Created by the JOBS Act, Regulation Crowdfunding allows startups to raise up to $1 million per year from an unlimited number of investors, no matter how wealthy they are. This law gets rolled out May 16th, 2016.
Investors are also limited in the amount of capital they may invest in Regulation Crowdfunding startups per year. To calculate your investment limit, first choose either your net income or net worth - whichever is lower. If the lower number is over $100,000, you are allowed to invest 10% of it each year. Otherwise, only 5%. For instance, if your income is $96,000 and your net worth $200,000, you'd be legally allowed to invest $4,800 per year in startups.
In our experience, most investors in startups are investing in their confidence of a concept and the team’s ability to execute it. Wefunder provides a platform for startups like Block Chaser that are looking to raise money under the new Regulation Crowdfunding laws. One common method on Wefunder is to utilize SAFE standards, which stands for “Simple Agreement for Future Equity.” It allows investors the right to purchase equity at a future date. SAFE is not a loan and as such, it does not accrue interest or have a maturity date. SAFE is similar to traditional convertible debt and ideal for equity-based crowdfunding. When a SAFE investment converts into equity, the exact share price and how many shares each investor gets will then be calculated.
One of the most common reasons many businesses raise funds using SAFE and/or convertible debt is because it is not realistic to put an accurate value on a business in its infancy. When an early valuation is too skewed in favor of the investors or the founders, the end result is a problem for both parties. Instead, it is best for both parties to be committed to each other and value the business when it can be done appropriately.
The valuation cap is a term in a Convertible Note or SAFE that puts a ceiling on the conversion price. It rewards the first investors more appropriately for the extra risk they took by investing early.
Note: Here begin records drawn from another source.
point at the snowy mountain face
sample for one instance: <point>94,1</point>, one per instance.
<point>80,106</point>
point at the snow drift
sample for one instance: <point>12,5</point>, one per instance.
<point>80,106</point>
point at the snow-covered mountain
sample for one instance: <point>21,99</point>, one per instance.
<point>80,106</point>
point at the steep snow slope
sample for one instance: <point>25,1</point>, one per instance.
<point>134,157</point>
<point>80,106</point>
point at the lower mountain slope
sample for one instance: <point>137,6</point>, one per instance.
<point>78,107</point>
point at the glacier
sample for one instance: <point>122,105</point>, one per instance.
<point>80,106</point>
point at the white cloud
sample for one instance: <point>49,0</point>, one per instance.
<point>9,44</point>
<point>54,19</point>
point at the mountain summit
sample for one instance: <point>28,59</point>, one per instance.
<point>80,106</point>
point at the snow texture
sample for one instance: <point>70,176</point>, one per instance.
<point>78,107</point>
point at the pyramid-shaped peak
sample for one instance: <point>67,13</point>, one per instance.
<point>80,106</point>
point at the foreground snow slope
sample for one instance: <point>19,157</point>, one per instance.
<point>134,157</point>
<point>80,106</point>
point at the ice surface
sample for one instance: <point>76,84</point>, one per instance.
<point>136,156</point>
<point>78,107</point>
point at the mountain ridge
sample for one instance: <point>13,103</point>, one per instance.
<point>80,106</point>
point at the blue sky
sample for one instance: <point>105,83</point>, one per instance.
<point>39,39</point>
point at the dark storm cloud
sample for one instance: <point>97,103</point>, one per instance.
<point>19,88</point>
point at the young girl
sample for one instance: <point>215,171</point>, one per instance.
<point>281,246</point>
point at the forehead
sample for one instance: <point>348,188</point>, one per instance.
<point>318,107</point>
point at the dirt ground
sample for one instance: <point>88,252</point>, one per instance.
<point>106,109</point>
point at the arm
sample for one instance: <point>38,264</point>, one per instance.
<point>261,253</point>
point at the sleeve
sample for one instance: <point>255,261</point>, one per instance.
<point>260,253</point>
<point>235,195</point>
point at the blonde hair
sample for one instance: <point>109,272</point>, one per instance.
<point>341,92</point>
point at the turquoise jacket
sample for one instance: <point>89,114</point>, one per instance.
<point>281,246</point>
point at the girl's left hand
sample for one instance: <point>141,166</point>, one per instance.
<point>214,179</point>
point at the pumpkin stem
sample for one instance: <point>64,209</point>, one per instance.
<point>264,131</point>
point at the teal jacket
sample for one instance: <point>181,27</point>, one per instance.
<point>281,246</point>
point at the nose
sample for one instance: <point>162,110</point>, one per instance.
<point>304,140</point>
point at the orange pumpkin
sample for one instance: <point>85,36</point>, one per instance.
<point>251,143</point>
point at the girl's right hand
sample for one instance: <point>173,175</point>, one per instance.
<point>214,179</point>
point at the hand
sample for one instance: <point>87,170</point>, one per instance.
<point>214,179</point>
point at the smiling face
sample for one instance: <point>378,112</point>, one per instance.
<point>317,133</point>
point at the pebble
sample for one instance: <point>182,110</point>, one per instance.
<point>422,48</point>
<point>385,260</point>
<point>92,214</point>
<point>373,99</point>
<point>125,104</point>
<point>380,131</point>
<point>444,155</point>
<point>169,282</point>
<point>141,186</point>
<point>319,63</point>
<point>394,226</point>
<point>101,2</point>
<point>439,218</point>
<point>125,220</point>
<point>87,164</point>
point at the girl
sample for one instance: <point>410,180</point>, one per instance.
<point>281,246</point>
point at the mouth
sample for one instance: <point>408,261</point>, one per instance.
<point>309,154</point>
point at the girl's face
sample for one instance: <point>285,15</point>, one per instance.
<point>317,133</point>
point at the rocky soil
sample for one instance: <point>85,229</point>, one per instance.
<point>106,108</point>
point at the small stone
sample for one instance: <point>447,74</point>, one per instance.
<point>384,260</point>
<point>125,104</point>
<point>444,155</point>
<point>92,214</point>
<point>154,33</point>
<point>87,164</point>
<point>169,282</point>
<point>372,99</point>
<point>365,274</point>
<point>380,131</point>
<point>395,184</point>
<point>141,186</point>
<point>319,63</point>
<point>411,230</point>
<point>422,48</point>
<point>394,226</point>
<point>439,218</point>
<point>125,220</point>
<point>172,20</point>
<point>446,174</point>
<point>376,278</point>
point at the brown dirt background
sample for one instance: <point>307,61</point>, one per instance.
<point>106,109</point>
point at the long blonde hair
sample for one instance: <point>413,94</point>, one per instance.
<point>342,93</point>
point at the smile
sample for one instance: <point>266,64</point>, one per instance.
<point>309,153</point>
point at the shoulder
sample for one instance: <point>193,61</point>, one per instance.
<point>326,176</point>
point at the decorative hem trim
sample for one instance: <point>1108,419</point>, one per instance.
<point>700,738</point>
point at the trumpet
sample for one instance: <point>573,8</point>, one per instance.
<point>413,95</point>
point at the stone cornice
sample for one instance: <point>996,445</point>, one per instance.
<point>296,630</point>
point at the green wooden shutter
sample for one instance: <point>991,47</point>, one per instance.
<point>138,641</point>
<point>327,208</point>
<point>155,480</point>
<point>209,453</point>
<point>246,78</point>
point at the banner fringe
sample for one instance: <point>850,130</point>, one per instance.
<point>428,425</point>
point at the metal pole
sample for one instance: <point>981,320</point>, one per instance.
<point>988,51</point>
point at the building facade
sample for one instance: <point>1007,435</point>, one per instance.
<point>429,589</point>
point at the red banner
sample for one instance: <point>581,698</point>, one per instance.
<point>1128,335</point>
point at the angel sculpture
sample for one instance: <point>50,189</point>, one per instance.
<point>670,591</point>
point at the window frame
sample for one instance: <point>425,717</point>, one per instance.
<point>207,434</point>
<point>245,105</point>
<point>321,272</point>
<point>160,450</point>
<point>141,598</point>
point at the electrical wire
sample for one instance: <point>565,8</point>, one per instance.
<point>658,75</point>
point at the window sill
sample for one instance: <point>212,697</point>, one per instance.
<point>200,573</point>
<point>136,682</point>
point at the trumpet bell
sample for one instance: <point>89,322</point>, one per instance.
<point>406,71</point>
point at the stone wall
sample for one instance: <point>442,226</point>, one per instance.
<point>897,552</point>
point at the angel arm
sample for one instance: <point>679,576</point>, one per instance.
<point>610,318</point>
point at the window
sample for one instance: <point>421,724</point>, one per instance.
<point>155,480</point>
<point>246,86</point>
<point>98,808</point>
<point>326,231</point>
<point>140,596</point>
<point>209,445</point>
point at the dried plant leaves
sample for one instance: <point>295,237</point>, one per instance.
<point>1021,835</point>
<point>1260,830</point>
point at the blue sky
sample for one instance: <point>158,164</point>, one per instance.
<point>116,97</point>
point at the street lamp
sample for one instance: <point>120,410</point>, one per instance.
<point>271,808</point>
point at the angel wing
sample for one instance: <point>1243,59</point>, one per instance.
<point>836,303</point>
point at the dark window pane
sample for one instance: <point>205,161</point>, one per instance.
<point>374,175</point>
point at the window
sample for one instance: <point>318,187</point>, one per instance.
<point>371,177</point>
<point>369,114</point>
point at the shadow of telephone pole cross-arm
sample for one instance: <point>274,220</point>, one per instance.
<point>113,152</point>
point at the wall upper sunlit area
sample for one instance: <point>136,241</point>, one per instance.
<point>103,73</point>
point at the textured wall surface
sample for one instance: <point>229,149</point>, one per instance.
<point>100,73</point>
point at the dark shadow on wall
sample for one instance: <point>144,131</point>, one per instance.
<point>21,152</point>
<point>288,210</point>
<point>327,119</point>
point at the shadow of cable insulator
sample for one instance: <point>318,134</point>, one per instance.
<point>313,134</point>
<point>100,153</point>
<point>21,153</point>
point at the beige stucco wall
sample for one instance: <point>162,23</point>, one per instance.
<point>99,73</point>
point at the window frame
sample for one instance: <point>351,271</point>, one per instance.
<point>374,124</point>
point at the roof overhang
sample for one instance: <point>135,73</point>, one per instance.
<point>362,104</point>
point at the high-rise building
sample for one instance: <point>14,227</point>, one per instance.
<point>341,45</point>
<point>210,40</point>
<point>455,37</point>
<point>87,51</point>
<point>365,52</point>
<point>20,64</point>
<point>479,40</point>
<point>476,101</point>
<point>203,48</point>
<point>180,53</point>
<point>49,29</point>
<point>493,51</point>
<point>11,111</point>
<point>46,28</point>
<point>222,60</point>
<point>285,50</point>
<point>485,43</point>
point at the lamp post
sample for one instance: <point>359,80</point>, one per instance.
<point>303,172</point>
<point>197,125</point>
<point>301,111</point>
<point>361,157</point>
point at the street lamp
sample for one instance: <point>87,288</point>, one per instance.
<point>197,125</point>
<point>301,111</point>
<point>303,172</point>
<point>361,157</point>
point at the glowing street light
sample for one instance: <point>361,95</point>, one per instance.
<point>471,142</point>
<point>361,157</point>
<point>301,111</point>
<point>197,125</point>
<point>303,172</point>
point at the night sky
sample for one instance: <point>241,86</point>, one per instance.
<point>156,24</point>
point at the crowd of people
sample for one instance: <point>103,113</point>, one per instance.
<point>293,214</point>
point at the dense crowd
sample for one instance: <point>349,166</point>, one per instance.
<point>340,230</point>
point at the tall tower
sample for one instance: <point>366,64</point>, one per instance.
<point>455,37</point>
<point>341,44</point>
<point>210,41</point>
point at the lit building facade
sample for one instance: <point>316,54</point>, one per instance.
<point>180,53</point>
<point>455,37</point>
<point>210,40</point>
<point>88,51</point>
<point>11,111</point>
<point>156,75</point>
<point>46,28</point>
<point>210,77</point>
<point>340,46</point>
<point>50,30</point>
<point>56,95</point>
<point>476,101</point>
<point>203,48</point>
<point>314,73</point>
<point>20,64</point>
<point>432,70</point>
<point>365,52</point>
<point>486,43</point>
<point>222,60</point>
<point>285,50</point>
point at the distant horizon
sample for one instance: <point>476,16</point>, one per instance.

For example, let's say you invest in a startup with a convertible note that has an $8 million dollar valuation cap, and, one year later, the startup raises their Series A at a $20 million Pre-Money Valuation
Without the valuation cap, your note would convert into equity at the $20 million valuation. But with the cap, your note would convert as if the valuation was $8 million, giving you more equity at a much better price per share than the venture capitalists that just invested.